To illustrate the benefit of combining OpenACC with MPI we have, in the image below, compared three different versions of the solver on increasingly larger input.

Scaling of different inputs

From the figure we can see that on the example input, 1200000, MPI combined with OpenMP is the quickest.

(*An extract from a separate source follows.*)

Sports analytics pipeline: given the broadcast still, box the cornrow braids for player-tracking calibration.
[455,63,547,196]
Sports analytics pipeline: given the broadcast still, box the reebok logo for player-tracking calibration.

However, as we scale the input size this CPU version becomes slower compared to the GPU. The figure also illustrates the advantage of a single GPU. We recommended, if possible, to use one GPU when starting the transition to OpenACC and if the data size is larger than a single GPU continue with MPI. If the application already utilizes MPI then we recommend that, when using OpenACC, each rank is given more work than in the pure CPU implementation.